Monday, June 10, 2019

Play To Your Strengths as a GM!

A year or so ago I wanted to work on some of my GM skills that are emphasized in games different from what I was playing at the time. It coincided with interest in D&D 5e and so I started to run a 5E game. Then from various tricks and twists of life I ended up running a second 5e game.

Now you can run any game any way you want, but the goal of running 5e was to run D&D - something that felt like the D&D games of old - and not my normal type games. So I tried running D&D in what I thought was how D&D was supposed to be run, supported by the books, streams, and even advice sections in videos, reddit, and other blogs.

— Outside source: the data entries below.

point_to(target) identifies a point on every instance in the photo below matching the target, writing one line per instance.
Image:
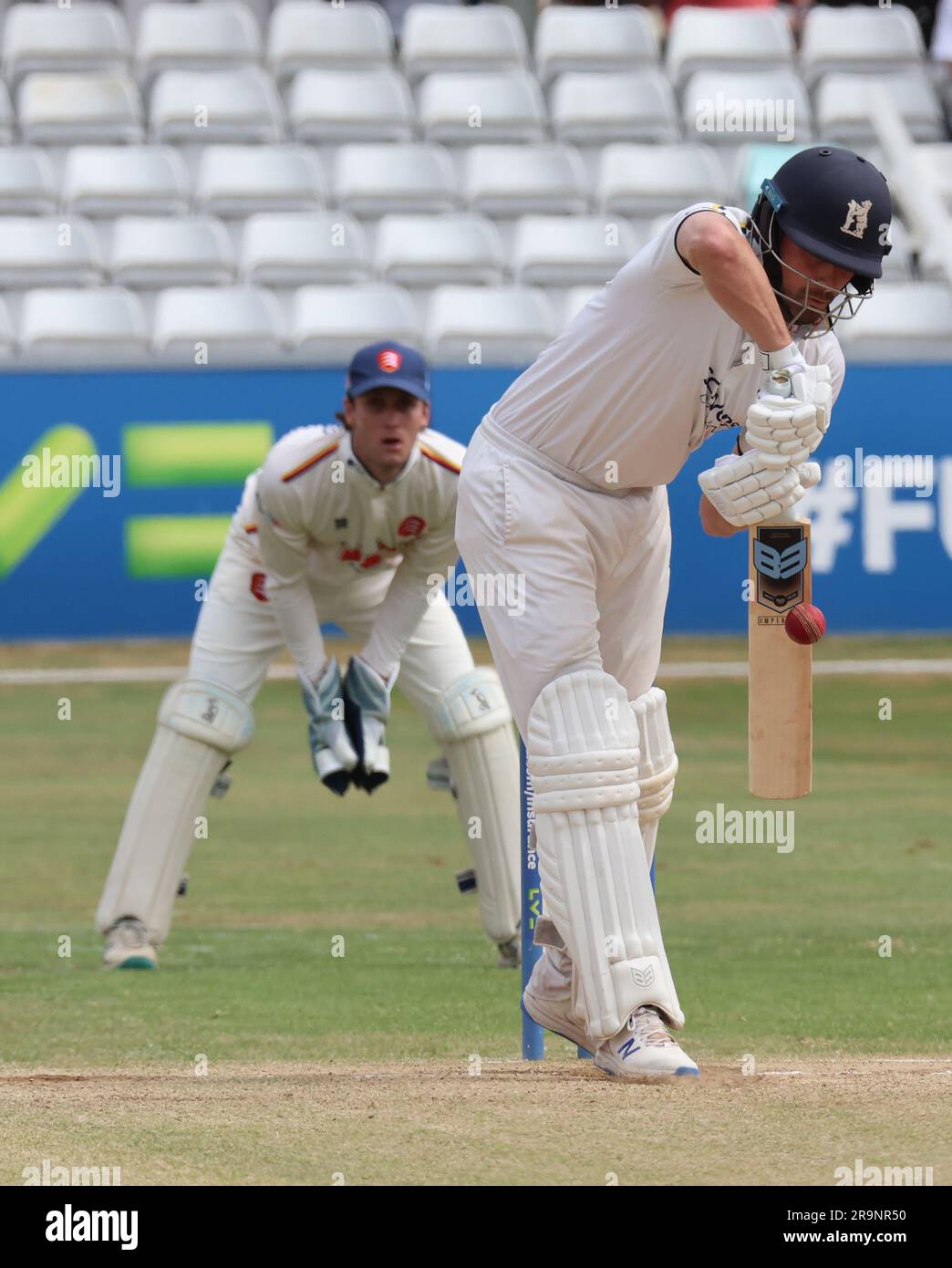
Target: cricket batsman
(345, 524)
(564, 482)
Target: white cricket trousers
(596, 568)
(237, 634)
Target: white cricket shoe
(127, 946)
(643, 1049)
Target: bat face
(780, 561)
(780, 702)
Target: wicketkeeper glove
(331, 750)
(746, 490)
(367, 700)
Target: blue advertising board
(117, 561)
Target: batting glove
(792, 413)
(746, 490)
(367, 700)
(332, 754)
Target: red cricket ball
(805, 624)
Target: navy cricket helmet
(837, 205)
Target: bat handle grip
(781, 384)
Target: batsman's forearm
(737, 282)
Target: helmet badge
(857, 215)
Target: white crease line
(285, 672)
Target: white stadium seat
(240, 181)
(857, 38)
(169, 251)
(902, 322)
(897, 265)
(334, 107)
(372, 181)
(725, 39)
(289, 249)
(89, 37)
(465, 109)
(305, 33)
(233, 325)
(936, 164)
(568, 38)
(84, 327)
(6, 337)
(429, 250)
(737, 107)
(571, 250)
(515, 181)
(5, 117)
(843, 113)
(575, 299)
(330, 324)
(590, 108)
(216, 106)
(447, 38)
(648, 181)
(26, 182)
(197, 37)
(488, 325)
(65, 109)
(48, 251)
(116, 181)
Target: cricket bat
(780, 686)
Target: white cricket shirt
(646, 373)
(314, 511)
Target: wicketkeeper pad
(201, 725)
(473, 725)
(584, 758)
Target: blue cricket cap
(388, 366)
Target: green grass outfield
(773, 953)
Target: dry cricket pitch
(501, 1122)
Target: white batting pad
(584, 756)
(474, 728)
(657, 766)
(201, 724)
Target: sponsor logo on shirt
(412, 526)
(715, 416)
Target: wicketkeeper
(345, 524)
(564, 482)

It's led to two games that I like running, but as the first game has gotten higher and higher in level while I liked the game prep has become harder and harder. The PCs are level 14, they have ridiculous abilities, and they can basically break the rules of how D&D is "supposed to be run." Random encounters? Not really a thing. Ambushed at night? Not really a thing. Big bad boss monsters? My choices are over kill by going like 10 CR over the level of the PCs, or deal with the fact that an adult red dragon could probably be solo'd by one of the players if given time to set up properly.

And then recently I realized what my problem was. While trying to run D&D the "D&D way" I forgot about my own strengths as a DM. The idea was not, and is not, to change how I GM, but to brush up on skills D&D emphasizes that other games I play don't. Skills like running monsters more tactically. Ultimately, the way I was trying to run D&D made me very focused on what the players could do. And that's...a mistake. I've always said it was a mistake, but in my own game I forgot about that.

RPGs, and D&D especially, can serve as a wonderful power fantasy. The PCs will get powerful. They should get to be powerful. They should get to have fun with it. And with the game designed to do that, eventually you hit the problem where the players can do too much - if you are worried about what they can do.

The trick is to focus on what they will do. Limit choices. Make them actually make choices. Do they push on and go to the big fight exhausted and depleted from other things? Or do they give this one up? If two allies are in danger at the same time, which do they go to save - or do they split the group and try to save both while being less prepared for each individually?

My strengths are built on running around Choice and Consequence. I wasn't doing that. I was just laying out paths to monsters and encounters. So now we see how it works when I keep in mind that there is more to D&D than just that. Hopefully it works out well. If nothing else, I'm having more fun and less stress with the game than I've had in months.